The science-business major, an interdisciplinary program that included aspects of the curricula from both the Mendoza College of Business and the College of Science, will no longer be available to those who have not already declared the major beginning in fall 2023.

Interdisciplinary majors are intended to allow students to gain from studying in more than one of Notre Dame’s six colleges. The science-business major had been offered by the University for around 40 years, allowing students to delve into the world of business while also preparing them for a career in healthcare. 

The major intended to qualify the student to enter an MBA program, as well as healthcare professional education such as medical school, dental school, public health or health care administration. The curriculum of the major was varied, allowing students to get the full experience of an interdisciplinary study.

“The major serves a group of students who seek careers in STEM-aligned fields like consulting, the petrochemical and pharmaceutical industries and healthcare administration. It also serves some preprofessional students who want to gain valuable expertise in the business of running their own practices once they finish medical or dental school,” said Dan Gezelter, associate dean for undergraduate studies, in an email.  “Our science-business graduates have also gone on to law school, graduate school, the nonprofit sector, directly into careers in industry and have even built their own businesses.”

John Nash, a junior in the science-business major, said that the program served his interests in both areas.

“I really liked the major, I think it’s a really good combination of two things that I really care about,” Nash said. “And I wanted to have an experience with both because I feel it’s always good to have a multidisciplinary course load.”

In its place, the College of Business will offer a minor of five courses on the foundation of business, open to students in the College of Science. The minor will provide students a foundational education in business while allowing them to still pursue a career in healthcare.

“The science-business major provides an excellent education on the foundations of business, but restructuring as a primary science major plus the new minor will make this education more broadly available to students with a primary interest in one of the main scientific disciplines,” Gezelter said in an email.  

Nash said he doesn’t believe the minor will foster the same sense of community as the major. 

“There isn’t a course for science-business kids. You take science classes and you take business classes, so I understand where they’re coming from,” Nash said. “I don’t necessarily think it would be too different, but it is nice to kind of meet other kids in the science-business program and know that we all kind of have similar interests. So I definitely think that kind of community would go away.”

Geltzer said that the change will resolve the administrative challenges of a cross-college program.

“Relying on two different colleges to provide the required classes for a major is always a challenge,” Gezelter said in an email. “The College of Business wants to oversee their own academic programs and their own classes and wants to offer a distinct credential for Notre Dame students.”

Gezelter said that the program’s interdisciplinary hiring potential would not end with the major.

“The science-business name helped recruiters find students who had a broad interdisciplinary training in science as well as a firm foundation in business,” Gezelter said in an email. “That recruiting edge may be missing for future classes, but the top-notch training in the sciences and in business will remain for students who combine one of the new minors with a primary major in science.”

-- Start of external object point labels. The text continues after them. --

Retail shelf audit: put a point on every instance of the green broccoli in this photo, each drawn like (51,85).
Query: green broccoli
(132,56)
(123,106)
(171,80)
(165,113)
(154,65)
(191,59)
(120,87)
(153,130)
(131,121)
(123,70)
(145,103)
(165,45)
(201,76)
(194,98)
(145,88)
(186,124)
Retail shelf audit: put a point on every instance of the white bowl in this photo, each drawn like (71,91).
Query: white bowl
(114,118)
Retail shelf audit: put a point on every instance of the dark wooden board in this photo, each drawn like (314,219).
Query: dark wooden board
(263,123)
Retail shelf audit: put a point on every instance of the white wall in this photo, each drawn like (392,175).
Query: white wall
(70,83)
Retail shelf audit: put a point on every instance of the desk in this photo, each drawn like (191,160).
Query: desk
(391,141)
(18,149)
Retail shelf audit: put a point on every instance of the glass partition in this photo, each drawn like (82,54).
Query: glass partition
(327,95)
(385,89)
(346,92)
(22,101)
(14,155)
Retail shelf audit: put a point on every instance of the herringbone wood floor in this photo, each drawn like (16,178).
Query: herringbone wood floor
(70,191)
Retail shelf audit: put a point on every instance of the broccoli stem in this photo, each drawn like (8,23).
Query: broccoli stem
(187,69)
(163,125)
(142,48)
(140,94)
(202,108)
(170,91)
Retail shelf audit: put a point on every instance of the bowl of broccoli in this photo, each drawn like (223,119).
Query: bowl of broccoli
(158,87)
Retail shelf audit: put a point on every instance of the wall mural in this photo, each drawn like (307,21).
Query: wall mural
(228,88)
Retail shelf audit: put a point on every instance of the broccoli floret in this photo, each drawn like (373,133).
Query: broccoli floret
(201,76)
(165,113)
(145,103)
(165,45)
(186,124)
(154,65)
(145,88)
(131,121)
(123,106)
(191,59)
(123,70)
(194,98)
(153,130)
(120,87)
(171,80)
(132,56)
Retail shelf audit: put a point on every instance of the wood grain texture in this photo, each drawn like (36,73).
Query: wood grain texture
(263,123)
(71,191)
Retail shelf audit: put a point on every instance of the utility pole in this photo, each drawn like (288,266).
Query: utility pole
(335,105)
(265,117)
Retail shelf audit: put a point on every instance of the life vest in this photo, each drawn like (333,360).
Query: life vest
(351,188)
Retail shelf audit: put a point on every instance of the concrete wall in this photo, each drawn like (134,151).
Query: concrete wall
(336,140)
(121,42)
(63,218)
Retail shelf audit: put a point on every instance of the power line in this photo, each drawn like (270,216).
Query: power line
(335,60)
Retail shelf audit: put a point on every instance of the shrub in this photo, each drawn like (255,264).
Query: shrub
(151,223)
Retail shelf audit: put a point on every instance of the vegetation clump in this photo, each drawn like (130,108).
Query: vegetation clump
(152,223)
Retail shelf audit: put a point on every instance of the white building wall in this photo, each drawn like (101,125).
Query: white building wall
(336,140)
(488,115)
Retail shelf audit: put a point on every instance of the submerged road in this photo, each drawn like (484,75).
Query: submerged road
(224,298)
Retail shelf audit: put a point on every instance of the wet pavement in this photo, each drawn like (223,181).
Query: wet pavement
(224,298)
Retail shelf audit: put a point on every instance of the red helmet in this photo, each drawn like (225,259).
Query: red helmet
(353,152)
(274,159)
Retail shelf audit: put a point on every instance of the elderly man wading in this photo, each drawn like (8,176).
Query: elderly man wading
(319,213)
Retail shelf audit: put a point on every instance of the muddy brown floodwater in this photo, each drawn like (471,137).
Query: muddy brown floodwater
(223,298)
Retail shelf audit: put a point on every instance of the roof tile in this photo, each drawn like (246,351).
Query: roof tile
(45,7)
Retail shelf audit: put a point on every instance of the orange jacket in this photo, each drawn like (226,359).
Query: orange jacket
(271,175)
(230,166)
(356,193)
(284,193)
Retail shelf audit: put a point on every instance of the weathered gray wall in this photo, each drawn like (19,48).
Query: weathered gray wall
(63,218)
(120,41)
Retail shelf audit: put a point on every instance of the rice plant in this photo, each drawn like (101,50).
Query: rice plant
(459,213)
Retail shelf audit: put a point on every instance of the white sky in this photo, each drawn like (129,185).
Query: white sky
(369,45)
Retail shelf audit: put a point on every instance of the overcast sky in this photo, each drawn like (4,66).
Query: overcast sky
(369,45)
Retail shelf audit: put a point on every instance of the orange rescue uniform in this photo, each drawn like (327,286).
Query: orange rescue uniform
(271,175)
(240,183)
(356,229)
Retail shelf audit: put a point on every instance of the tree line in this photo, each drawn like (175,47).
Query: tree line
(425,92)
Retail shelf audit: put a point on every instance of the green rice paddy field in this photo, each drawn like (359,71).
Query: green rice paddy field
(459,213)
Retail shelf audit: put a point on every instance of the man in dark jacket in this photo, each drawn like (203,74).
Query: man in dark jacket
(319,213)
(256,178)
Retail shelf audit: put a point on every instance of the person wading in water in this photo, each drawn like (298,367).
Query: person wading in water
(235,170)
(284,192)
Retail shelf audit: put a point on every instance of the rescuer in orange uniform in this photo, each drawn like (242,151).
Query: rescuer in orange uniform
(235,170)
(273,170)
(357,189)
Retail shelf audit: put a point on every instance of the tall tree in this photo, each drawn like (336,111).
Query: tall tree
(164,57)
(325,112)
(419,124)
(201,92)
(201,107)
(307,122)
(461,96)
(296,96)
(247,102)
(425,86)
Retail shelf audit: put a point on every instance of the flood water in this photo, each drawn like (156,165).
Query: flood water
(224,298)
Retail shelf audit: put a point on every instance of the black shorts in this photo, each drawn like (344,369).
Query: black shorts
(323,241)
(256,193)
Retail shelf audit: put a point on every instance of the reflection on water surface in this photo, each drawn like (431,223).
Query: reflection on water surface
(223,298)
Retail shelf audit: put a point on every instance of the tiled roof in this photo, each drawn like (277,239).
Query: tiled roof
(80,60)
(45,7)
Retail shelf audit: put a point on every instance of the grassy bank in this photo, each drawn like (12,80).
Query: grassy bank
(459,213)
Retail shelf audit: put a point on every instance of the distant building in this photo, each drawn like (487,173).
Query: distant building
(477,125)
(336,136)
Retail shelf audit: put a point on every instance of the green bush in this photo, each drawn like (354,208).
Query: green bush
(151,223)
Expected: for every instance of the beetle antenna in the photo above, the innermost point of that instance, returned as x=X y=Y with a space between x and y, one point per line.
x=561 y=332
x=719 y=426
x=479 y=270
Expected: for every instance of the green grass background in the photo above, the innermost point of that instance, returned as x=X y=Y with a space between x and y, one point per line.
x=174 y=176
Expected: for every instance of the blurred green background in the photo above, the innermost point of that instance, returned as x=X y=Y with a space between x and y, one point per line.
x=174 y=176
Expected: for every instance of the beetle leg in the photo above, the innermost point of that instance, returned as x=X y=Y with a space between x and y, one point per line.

Nash said he has been able to advance his career through his science-business major.

“I’m actually interning at DaVita healthcare next summer, which is a healthcare consulting firm that works in kidney care,” Nash said. “And they said that my major, science-business, really stood out to them because it’s not something a lot of other universities offer and they thought it was super unique and really played into what their company is all about.”

The science-business major as students once knew it is unlikely to return to Notre Dame, but Gezelter said there is hope for a new major with similar tenets.

“Once we have approval to sunset the major, it is not likely to come back,” Gezelter said in an email. “The science dean’s office is currently looking at options for a new interdisciplinary science major that will share many of the strengths of the Science-Business major.”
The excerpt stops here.